Auch in einer Situation, in der Distance Learning verlangt wird, sollte ich als Lehrperson fähig sein, echte Dialoge mit Schülerinnen und Schüler zu führen und sie so auch flexibel zu unterstützen und auf ihre Anliegen eingehen zu können. Falls ich wieder einmal mit so einer Situation konfrontiert werde, muss ich Lösungen dafür finden. Möglichkeiten wären zum Beispiel digitale Sitzungen via Zoom oder Webex, Chaträume oder eins-zu-eins Telefonate. Was auch immer gewählt wird, die SuS müssen die Möglichkeit haben, direkt auf mich oder meine Aufgaben zu reagieren und ich muss dies auch beobachten können.

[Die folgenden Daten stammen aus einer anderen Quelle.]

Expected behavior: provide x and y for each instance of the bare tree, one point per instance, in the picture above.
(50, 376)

Für die SuS war es anscheindend sehr ungewohnt, so offene Aufgaben zu erhalten. Gemäss einigen Feedbacks, freuten sie sich jedoch sehr darüber. Neben den offenen Aufgaben waren auch zwei Aufgabentypen neu für sie: die Installation und die Gestaltung einer Werkreihe. Um dort bessere Resultate erreichen zu können, hätte ich deutlich mehr Zeit benötigt, um zu üben und vertiefen.

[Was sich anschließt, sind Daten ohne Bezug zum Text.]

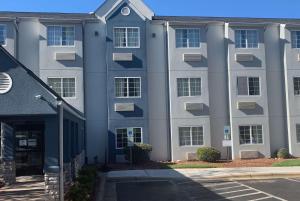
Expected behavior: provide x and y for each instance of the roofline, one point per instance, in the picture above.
(41, 82)
(225, 19)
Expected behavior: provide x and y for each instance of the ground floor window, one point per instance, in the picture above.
(190, 136)
(251, 134)
(122, 139)
(298, 133)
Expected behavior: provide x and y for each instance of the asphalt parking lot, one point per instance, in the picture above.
(201, 190)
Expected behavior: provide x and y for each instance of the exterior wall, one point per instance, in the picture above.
(158, 92)
(259, 115)
(180, 69)
(136, 68)
(293, 101)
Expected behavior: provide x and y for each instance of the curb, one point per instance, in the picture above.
(101, 189)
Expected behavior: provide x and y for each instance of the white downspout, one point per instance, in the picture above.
(61, 150)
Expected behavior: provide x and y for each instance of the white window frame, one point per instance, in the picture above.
(61, 25)
(292, 39)
(75, 80)
(5, 34)
(126, 33)
(191, 136)
(188, 39)
(116, 136)
(251, 139)
(248, 89)
(140, 96)
(257, 30)
(189, 82)
(294, 86)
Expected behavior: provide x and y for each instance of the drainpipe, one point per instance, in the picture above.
(61, 150)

Das Nebenprojekt Branching (siehe unten) war spannend! Das Medium war für die aktuelle Situation perfekt. Doch auch hier waren einige SuS ein wenig überfordert und konnten sich nicht wirklich gewinnbringend an der Webseite mitwirken. Trotzdem: es war toll zu sehen, wie das Netz ständig wuchs.
ENDPRODUKTE
NEBENPROJEKT: 6ff.branching.ch
Neben dem oben ausgeführten Hauptprojekt, erteilte ich einen Parallelauftrag: Branching.
Was ist Branching?
Branching.ch ist eine interaktive Webseite, auf der verschiedene Personen über die Sprache des Internets kommunizieren. Die Kommunikation erfolgt in Bildern, Tönen, Texten, GIF‘s, Videos, Screenshots oder anderen Medien, die mit dem Internet kompatibel sind – also alles Digitale. Dein Upload basiert auf dem, was du auf der Seite entdeckt hast und was dich inspiriert hat. Diese Verknüpfung ist visuell ersichtlich. Mit der Zeit wird das Netz wachsen und komplexer werden und zu einem sich entwickelnden Mindmap der Eindrücke werden.
Branching und 6FFab
Das Project Branching.ch habe ich vor einigen Jahren mit drei Freunden in die Welt gerufen. Für die vier Wochen, dich ich mit der Klasse «verbringen» durfte, sollte Branching unser Begleiter sein. Dafür habe ich eine neue, leere Seite für eure Klasse erstellen lassen. Sie heisst 6ff.branching.ch.
Ich machte den Anfang und postete einen Beitrag, der mit dem Thema Natürliche Form trifft auf menschengemachte Form zu tun hat. Dann konnte es wirklich beginnen. Die SuS sollten sich den ersten und die darauffolgenden Posts anschauen und überlegen, mit was sie ihn assoziierten oder liessen sich einfach davon inspirieren. Das posteten sie dann und zeichneten die Verbindung. Es durfte jedes erdenkliche digitale Format haben – z.B. ein Video, das sie auf YouTube gesehen haten, eine Zeichnung, die sie abfotografiert hatten, ein Foto, eine Tonaufnahme beim Singen, ein Zeitungsartikel etc.